Dive Brief:
- A Missouri Senate committee yesterday approved a bill to allow Ameren Missouri to adjust rates for an aluminum smelting plant in the southeastern portion of the state, formerly operated by Noranda.
- The House approved the measure earlier this week, and St. Louis Public Radio reports the full Senate will take up the measure today.
- A similar plan was floated last year in an effort to make the smelting facility more competitive, but it failed to advance over concerns that too much rate oversight would have been stripped from the Public Service Commission.
Dive Insight:
Missouri lawmakers believe allowing the PSC to negotiate lower rates with the company operating the aluminum smelting plant will create jobs in the state. Before the bill went to the Senate, the House added an amendment that would allow Ameren Missouri to negotiate rates with other large industrial consumers as well.
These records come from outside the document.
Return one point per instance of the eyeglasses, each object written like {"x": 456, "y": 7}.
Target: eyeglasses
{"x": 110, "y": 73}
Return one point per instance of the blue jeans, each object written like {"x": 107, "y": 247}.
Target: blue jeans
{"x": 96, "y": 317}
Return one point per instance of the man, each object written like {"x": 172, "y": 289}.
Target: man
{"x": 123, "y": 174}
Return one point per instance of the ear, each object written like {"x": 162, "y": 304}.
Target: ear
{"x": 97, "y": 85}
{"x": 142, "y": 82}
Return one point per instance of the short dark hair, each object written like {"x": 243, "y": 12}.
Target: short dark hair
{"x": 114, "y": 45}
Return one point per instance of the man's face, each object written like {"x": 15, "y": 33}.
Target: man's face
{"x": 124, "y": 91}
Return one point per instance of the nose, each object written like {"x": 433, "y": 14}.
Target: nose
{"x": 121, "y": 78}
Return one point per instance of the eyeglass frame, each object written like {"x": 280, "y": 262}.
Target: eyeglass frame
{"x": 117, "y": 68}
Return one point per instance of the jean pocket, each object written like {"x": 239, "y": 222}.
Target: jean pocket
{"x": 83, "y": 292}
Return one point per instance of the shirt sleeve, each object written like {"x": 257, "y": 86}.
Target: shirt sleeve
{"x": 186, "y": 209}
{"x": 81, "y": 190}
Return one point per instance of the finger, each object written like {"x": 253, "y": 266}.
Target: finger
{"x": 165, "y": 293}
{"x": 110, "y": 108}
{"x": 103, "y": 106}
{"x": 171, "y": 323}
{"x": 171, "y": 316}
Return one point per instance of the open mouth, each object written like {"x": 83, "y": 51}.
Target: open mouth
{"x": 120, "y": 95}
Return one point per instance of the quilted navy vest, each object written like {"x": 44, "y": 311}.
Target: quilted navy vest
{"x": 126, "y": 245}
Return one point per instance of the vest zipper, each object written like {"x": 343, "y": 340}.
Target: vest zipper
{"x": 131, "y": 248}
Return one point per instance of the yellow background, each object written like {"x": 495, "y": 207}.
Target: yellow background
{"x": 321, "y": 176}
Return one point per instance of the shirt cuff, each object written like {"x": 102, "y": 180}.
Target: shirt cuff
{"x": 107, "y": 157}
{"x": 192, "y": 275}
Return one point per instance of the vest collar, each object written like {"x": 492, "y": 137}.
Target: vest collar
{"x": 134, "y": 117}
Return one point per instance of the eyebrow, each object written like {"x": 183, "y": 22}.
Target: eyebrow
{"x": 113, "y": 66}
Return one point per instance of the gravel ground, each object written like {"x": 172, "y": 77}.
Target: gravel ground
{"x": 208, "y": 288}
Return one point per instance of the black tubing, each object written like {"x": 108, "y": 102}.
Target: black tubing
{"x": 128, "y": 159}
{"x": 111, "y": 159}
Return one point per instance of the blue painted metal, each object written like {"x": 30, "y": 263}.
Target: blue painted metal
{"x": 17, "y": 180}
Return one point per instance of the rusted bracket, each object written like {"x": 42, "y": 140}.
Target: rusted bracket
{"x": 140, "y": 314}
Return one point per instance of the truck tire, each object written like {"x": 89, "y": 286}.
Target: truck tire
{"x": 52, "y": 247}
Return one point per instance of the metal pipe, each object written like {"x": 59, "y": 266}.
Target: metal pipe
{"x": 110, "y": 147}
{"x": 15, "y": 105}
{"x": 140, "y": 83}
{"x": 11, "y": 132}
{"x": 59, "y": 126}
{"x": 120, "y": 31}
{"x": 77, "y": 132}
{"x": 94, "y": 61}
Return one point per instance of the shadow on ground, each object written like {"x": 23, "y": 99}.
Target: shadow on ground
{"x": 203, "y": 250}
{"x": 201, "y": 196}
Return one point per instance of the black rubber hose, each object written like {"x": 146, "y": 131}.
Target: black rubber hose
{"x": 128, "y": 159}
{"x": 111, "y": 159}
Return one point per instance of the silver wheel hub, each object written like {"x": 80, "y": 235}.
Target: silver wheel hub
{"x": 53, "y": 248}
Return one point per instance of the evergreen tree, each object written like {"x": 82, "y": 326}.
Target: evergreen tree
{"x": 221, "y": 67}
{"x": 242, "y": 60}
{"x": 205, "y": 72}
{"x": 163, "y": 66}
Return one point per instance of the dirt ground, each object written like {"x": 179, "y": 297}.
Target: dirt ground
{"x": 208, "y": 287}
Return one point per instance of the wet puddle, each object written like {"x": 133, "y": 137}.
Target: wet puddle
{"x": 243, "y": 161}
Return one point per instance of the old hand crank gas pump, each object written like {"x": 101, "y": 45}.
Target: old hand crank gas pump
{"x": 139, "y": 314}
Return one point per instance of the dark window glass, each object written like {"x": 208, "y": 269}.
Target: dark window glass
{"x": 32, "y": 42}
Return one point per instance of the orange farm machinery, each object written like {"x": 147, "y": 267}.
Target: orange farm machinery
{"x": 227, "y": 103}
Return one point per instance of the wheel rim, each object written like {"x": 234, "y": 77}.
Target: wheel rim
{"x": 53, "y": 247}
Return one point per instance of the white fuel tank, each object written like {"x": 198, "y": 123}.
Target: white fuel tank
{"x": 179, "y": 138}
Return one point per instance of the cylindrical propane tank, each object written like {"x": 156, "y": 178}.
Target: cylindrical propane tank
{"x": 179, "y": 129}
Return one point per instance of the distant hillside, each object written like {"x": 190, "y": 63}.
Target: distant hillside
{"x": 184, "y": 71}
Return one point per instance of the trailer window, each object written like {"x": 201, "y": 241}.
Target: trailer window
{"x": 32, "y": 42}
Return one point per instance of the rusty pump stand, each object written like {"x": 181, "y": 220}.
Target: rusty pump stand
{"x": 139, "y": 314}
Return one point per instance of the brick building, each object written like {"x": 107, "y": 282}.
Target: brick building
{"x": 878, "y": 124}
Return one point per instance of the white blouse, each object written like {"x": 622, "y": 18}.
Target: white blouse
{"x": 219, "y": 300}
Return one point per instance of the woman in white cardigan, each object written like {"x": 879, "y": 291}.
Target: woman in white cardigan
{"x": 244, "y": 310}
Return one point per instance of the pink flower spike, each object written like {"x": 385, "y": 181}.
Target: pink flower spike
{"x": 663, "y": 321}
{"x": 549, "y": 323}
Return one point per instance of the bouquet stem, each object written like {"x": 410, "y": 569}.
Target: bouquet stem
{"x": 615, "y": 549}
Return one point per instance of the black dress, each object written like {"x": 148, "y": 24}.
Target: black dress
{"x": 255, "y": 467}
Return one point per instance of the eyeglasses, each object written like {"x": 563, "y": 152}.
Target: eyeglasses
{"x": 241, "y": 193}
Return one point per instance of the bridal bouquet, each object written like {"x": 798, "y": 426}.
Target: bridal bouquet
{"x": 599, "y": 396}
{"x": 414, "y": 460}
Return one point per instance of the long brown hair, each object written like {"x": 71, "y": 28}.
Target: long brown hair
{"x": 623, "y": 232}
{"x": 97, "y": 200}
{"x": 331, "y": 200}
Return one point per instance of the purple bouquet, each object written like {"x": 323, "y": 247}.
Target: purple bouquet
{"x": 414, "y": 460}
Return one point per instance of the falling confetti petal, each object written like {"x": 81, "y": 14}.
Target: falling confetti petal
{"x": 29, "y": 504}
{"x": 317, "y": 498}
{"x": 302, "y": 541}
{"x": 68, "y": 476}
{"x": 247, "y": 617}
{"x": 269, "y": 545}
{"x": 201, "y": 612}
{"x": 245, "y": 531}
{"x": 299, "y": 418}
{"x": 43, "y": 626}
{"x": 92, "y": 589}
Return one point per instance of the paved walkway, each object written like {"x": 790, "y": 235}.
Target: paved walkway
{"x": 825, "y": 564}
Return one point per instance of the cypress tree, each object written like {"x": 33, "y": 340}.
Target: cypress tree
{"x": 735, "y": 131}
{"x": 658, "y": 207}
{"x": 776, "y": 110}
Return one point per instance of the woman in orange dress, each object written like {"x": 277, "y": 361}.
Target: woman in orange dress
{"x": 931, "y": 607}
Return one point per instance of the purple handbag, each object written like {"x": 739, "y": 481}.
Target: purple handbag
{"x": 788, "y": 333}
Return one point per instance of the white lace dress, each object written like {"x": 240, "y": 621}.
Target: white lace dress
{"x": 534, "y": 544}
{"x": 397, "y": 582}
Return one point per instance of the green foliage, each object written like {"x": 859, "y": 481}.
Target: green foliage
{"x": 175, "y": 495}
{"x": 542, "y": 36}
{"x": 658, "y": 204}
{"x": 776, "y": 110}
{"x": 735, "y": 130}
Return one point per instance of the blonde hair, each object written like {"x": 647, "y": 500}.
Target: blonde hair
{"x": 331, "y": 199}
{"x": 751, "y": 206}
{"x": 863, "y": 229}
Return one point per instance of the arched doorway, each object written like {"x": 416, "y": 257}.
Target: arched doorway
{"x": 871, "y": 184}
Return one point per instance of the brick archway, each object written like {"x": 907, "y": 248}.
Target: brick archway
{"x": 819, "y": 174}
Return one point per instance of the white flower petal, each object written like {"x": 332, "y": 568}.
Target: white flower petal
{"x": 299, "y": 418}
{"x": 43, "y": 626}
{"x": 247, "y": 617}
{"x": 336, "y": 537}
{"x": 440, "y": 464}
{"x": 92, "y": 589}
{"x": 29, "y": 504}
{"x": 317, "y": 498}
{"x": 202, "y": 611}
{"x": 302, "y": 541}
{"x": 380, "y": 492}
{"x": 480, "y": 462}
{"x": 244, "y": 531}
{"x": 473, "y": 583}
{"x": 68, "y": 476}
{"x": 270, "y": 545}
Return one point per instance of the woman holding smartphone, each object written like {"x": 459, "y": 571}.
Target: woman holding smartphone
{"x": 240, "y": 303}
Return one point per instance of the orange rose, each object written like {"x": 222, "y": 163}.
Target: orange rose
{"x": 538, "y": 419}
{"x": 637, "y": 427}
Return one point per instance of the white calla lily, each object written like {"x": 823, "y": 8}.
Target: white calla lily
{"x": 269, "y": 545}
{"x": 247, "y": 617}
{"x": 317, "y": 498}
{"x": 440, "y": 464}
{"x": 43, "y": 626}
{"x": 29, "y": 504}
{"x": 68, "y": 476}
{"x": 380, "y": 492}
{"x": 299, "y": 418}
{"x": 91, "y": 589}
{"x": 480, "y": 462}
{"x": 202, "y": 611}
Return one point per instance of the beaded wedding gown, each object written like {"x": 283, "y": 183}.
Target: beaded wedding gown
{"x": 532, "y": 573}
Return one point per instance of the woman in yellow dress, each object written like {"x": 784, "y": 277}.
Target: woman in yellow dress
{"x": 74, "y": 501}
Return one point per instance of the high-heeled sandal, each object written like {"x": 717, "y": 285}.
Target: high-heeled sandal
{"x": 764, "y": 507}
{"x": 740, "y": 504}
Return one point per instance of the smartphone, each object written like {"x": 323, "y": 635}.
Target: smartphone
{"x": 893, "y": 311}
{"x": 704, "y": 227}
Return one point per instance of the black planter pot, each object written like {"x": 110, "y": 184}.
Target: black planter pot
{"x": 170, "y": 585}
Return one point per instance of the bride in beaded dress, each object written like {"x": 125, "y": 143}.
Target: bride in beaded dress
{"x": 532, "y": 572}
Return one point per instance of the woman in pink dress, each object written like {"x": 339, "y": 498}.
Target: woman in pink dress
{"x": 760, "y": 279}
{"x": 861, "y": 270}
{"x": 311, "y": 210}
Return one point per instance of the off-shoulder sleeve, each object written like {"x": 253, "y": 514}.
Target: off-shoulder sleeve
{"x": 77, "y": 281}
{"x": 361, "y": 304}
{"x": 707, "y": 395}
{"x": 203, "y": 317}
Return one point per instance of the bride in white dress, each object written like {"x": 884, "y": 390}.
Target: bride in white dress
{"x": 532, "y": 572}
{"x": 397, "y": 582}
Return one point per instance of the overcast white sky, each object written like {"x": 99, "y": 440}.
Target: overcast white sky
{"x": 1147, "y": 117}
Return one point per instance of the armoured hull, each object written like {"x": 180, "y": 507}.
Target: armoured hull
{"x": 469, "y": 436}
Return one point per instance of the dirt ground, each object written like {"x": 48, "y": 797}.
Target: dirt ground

“You could have a car company decide to build the largest new car plant in the world,” Rep. Jay Barne (R) told St. Louis Public Radio. “You could have a company with some new product that we’ve never heard of today that wants to come into Missouri 30 years from now.”
As for the smelting facility, St. Louis Post-Dispatch columnist Tony Messenger reports India's Sumangala Steel will be managing the plant.
Last spring, Noranda Aluminum told lawmakers that its 900-employee facility could potentially be restarted if it was allowed to purchase electricity at a lower price. Ameren and Noranda argued that policies adopted domestically and internationally have made the smelter's energy costs uncompetitive.
The bill proposed last session would have made rate increases largely formulaic, which caused lawmakers to balk.The proposal would have allowed utilities to set rates based on prior-year's costs, speeding the company's ability to invest in and modernize the distribution grid. The new version of the bill would require companies to prove they need the lower rate to be competitive.